IS A CONTROLLED TRIAL POSSIBLE?
Research in the last few years in 1-antitrypsin deficiency has provided a much better understanding of the processes involved in the development of emphysema and its progression. Studying lung inflammation through a variety of biochemical and cellular markers provides a simple means to determine whether intervention therapy reduces airway inflammation and this can be established in a limited number of patients. Such studies would appear to be far more relevant and critical than the early work merely demonstrating an increase in lung 1-antitrypsin levels with augmentation therapy. High resolution CT scanning is relatively specific for the presence of emphysema and is objective, reproducible, and demonstrates progression indicating greater sensitivity to change than the FEV1. Furthermore, objective analysis of the CT scan relates not only to health status but also to other tests of physiological impairment which strengthens its role as a major outcome measure in any clinical trial of augmentation therapy. Such an approach would markedly reduce the number of patients required to demonstrate a positive effect and the period of time over which monitoring would be necessary, thereby strengthening the feasibility of implementing such a trial. However, in order to facilitate a controlled trial it will be necessary to identify sufficient patients who have not yet received augmentation therapy.

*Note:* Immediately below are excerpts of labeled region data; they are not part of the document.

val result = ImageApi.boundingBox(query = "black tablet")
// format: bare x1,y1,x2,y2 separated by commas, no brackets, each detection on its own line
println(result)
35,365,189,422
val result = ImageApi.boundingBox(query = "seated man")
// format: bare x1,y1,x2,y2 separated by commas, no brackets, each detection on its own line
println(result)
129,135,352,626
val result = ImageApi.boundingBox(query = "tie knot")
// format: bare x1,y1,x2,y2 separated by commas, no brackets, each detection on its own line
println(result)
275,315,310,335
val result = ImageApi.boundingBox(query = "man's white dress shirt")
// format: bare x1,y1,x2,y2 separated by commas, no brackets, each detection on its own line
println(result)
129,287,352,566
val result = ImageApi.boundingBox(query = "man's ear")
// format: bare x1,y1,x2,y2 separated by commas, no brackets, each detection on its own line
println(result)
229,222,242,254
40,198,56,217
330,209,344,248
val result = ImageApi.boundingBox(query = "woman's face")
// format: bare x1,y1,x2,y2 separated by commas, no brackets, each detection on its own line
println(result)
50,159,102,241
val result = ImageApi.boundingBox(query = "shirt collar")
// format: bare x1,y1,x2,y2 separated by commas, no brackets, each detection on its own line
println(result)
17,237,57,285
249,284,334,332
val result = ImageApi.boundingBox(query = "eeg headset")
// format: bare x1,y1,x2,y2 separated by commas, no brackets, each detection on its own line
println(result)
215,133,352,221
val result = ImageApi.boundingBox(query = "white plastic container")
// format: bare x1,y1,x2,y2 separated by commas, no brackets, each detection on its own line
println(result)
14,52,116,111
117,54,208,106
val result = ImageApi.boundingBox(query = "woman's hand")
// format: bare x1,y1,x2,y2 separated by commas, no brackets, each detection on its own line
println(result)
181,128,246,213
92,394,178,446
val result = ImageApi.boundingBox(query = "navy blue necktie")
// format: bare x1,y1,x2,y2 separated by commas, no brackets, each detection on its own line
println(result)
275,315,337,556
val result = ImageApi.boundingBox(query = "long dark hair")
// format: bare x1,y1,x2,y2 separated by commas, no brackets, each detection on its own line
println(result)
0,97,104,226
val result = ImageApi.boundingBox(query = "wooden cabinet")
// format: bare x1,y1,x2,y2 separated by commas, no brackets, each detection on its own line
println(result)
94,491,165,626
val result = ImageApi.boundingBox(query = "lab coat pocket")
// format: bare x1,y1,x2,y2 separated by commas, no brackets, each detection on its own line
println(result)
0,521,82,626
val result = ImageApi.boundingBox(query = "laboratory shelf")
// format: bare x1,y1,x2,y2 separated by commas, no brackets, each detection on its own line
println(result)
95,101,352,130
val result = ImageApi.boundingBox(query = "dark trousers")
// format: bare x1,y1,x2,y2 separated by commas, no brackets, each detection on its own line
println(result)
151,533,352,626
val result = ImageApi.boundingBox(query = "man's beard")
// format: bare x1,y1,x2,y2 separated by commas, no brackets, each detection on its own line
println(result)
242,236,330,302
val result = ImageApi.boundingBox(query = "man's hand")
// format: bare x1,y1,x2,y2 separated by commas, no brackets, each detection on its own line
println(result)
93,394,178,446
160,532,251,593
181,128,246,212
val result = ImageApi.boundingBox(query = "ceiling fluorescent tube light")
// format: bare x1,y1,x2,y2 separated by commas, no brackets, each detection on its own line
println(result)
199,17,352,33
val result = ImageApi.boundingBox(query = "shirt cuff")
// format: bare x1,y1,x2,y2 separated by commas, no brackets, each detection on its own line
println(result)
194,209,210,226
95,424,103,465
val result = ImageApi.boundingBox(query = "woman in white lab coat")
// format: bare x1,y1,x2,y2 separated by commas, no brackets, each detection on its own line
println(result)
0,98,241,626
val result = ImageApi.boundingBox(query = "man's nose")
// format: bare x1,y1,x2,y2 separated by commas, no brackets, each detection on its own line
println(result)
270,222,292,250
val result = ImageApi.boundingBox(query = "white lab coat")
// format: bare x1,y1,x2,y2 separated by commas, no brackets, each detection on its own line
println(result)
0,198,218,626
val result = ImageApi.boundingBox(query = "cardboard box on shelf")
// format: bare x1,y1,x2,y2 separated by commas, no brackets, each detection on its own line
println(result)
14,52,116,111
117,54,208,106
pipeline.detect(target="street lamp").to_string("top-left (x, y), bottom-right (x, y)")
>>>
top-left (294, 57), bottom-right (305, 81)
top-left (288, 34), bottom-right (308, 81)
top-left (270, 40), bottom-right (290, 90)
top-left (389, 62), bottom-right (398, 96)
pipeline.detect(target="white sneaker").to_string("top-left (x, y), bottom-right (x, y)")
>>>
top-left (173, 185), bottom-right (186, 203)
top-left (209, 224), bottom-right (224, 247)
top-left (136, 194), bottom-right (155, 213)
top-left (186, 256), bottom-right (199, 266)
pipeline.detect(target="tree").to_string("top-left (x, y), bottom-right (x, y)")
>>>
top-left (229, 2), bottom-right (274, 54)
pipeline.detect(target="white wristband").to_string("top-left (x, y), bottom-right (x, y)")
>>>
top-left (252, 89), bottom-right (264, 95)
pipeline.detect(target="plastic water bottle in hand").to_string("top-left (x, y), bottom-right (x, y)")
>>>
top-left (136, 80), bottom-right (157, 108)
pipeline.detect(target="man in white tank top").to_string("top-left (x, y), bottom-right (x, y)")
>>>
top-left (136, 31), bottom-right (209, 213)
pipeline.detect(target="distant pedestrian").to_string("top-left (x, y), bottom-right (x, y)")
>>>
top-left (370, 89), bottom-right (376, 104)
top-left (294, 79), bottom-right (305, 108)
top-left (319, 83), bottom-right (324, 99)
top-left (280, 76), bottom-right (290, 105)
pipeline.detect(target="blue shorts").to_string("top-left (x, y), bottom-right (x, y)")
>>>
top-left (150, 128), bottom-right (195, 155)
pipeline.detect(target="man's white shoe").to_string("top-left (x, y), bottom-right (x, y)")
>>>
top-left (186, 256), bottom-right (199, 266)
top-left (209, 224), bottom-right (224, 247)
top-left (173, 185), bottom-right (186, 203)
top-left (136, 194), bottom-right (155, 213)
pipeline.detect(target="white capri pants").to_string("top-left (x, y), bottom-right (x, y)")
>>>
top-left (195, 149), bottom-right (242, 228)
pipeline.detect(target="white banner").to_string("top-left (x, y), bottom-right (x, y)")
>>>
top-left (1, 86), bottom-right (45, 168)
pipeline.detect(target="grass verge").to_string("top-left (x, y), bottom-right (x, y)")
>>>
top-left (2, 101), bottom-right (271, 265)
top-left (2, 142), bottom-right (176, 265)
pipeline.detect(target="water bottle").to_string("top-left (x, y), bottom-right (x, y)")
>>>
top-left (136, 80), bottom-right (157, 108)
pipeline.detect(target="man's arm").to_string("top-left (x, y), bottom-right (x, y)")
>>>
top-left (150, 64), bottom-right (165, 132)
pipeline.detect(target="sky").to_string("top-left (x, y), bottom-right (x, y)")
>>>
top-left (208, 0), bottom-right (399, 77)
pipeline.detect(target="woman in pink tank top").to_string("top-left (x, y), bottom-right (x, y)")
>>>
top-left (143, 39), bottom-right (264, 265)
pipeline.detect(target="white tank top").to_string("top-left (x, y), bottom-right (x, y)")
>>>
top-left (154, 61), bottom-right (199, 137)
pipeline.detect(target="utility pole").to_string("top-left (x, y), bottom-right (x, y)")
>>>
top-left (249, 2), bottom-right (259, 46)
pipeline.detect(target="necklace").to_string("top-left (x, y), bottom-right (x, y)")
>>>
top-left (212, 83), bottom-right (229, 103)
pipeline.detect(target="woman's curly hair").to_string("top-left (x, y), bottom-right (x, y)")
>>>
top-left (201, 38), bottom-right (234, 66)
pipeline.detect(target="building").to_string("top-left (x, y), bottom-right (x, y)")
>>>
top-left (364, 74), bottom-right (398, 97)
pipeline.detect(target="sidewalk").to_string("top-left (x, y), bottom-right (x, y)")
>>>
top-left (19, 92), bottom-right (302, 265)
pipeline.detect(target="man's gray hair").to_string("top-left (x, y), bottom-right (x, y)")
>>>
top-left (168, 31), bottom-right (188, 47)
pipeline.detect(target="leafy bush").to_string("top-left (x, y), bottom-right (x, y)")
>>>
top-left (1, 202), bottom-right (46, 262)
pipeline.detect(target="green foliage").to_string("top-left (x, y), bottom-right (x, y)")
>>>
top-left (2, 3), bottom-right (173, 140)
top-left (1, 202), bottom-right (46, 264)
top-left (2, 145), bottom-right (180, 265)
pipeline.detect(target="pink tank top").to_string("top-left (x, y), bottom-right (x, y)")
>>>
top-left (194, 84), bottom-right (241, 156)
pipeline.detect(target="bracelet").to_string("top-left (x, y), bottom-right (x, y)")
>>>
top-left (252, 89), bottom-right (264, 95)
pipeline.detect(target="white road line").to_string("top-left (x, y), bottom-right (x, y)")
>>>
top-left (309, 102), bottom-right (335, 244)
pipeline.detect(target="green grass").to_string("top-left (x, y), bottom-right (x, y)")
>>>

As indicated earlier, many countries routinely prescribe augmentation therapy to a significant proportion of patients. In 1997 interested clinicians in charge of national registries from 12 countries joined together to develop an international registry for 1-antitrypsin deficiency. In 1999 AIR (Alpha-1 International Registry) was formed with a coordinating committee, council, and formal statutes. The aims of this group are to continue research into 1-antitrypsin deficiency and its treatment and to develop a major database (which currently includes patients from Sweden, Denmark, Holland, Belgium, Austria, Germany, Spain, Italy, Switzerland, Australia/New Zealand, South Africa, Canada, Japan and the USA). The current UK registry includes over 400 patients, none of whom are receiving augmentation therapy. This, together with Sweden (more than 900 patients), Denmark (more than 900 patients), and Holland (more than 400 patients), provides an extensive resource from which patients can be recruited to suitably powered controlled clinical trials. However, this remains a valuable yet limited resource. At present several pharmaceutical companies are exploring the possibility of controlled trials using human purified or transgenic 1-antitrypsin, anti-elastase drugs that can replace 1-antitrypsin function, and anti-inflammatory therapy to circumvent the need for anti-proteinase protection of the lung. It is critical that such programmes are coordinated but, in addition, are based on sound science and state of the art drug delivery and clinical monitoring. It would be tragic if, after all this time, a poorly thought through trial based on historical data fails because of attempted expediency. Such a disaster would destroy the carefully laid groundwork of the international community and prevent the instigation of better studies.